Northern Arizona tribes are following news of a Paris auction house that wants to put 70 artifacts sacred to the Hopi people up for sale. A hearing today Thursday will determine the legality of the sale. Hopi leaders say the objects belong on the reservation.
This story contains language sensitive to the Hopi people. The tribe doesn’t even want us to describe what the sacred objects are. But if we didn't, it would raise more questions.
The Hopi call them “Katsina friends” and to them they are living beings. To the outside world they are tribal masks. When a Hopi puts one on for a ceremony, he becomes a Katsina spirit.
Chairman LeRoy Shingoitewa said they should only be used in Hopi ceremonies, not displayed as art.
"It’s demeaning in that it’s attacking a way of worship that we have had for time immemorial," Shingoitewa said.
Shingoitewa said it would be as if he walked into a church, stole a cross and used it as a fencepost.

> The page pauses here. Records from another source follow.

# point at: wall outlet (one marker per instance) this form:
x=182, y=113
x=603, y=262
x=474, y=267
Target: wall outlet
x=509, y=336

The tribe has successfully repatriated similar items from museums in the United States with the help of a 1990 cultural heritage law. That law cannot help the tribe outside the U.S.
For its part the Néret-Minet auction house in Paris said all the items were obtained legally from a collector. Art expert Eric Geneste works for the auction house and said they have papers proving they were purchased from a gallery.
But Geneste also said no one knows how the items originally left the reservation.